No era de mi misma opinión mi primita de menos de un año de edad, que devoraba las almejas en salsa verde una detrás de otra, relamiéndose y relamiéndolas como si no hubiera un mañana, ante la atenta mirada de los presentes, mitad sorprendidos, mitad embobados, pendientes de tan adorable ser.
Además de los variados y opulentos entrantes y aperitivos, una cena de Nochebuena no se puede llamar tal si no media un plato de carne y otro de pescado. Los elegidos para este año fueron un cochinillo al horno y una merluza rellena, acompañados por una ensalada, por si alguien osaba quedarse con hambre.
El cochinillo, además de provocar la atención de los comensales en torno a su cabeza y atraer cuchillos y tenedores en busca de la pieza deseada, estaba delicioso. Tierno y jugoso, aunque un poco juguetón a la hora de sacar la carne de cada pieza. La cabeza, a pesar de los intentos de mi tío de convencernos de que es la parte más valorada, quedó intacta.

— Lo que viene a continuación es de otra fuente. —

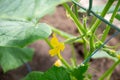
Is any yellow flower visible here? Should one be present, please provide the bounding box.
[49,34,65,56]
[54,59,62,67]
[117,54,120,59]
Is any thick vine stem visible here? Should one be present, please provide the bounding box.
[90,0,114,33]
[101,0,120,42]
[99,60,120,80]
[63,3,86,35]
[57,53,72,70]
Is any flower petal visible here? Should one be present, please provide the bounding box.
[49,49,57,56]
[50,34,59,47]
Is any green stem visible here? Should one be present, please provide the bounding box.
[90,0,114,33]
[51,27,74,39]
[83,38,88,58]
[57,53,72,70]
[71,44,77,68]
[99,60,120,80]
[101,0,120,42]
[63,3,86,34]
[44,38,53,49]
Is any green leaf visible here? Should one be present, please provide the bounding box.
[115,14,120,21]
[22,71,44,80]
[0,47,33,72]
[44,66,70,80]
[0,0,68,20]
[92,50,117,61]
[0,20,52,47]
[79,5,120,13]
[23,66,71,80]
[72,64,88,80]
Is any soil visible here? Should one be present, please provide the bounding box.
[0,6,120,80]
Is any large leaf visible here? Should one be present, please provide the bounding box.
[79,5,120,13]
[0,0,68,20]
[0,47,33,72]
[0,20,51,47]
[23,66,70,80]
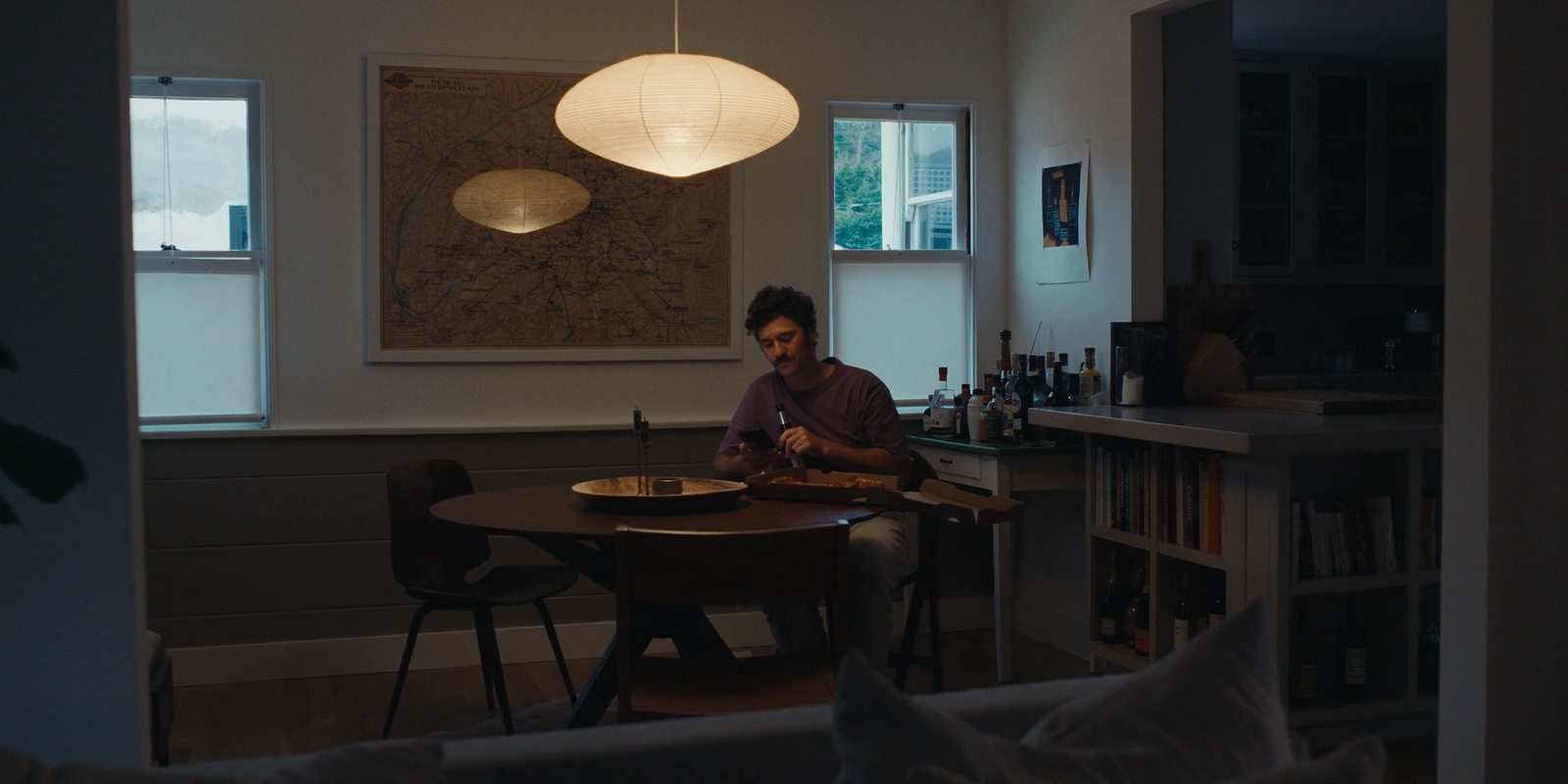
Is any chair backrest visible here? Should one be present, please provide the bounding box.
[387,460,491,588]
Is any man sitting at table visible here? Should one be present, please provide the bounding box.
[713,285,909,663]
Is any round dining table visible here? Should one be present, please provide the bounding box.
[429,484,883,727]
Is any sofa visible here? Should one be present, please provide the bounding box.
[0,604,1385,784]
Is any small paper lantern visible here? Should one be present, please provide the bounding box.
[555,55,800,177]
[452,170,590,233]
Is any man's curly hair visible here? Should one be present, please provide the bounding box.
[747,285,817,335]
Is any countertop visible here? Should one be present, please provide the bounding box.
[906,432,1084,458]
[1029,406,1443,455]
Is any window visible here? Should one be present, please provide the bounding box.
[828,104,974,406]
[130,76,267,429]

La merluza, rellena de marisco y boletus —que queda muy fino, reía mi tía, lectora habitual de nuestras andanzas culinarias— no causó tanto furor en la mesa, aunque estaba a la altura de la carne. La ensalada he de confesar que ni la caté, aunque tenía buena pinta, preferí reservarme para los dulces.
Si algo ha caracterizado siempre a las reuniones navideñas en mi familia, son las cestas con bombones, turrones y otros dulces propios de Navidad, que acompañan con alegría a la sobremesa y ayudan a recuperar energías a medida que avanza la noche y empiezan a correr los Gin Tonic.
Pero por encima de todos los dulces destacaron unos que sorprendentemente nunca había probado en mi anuales visitas a Oviedo, ciudad de residencia de la inmensa mayoría de mi familia materna y cuna de esos trozos de cielo con forma de disco de chocolate y almendra llamados moscovitas. Un placer que me costaría describir, pero que no me parecía propio de este mundo.
No voy a dilatarme hablando de lo bien que sienta hacer la digestión de tan maravillosa comida disfrutando de la familia, riendo y hablando a voces, porque en realidad la Nochebuena de los Albella es la de todos vosotros. He querido compartirla no sólo por el interés culinario, sino porque creo que la alegría es digna de compartirla.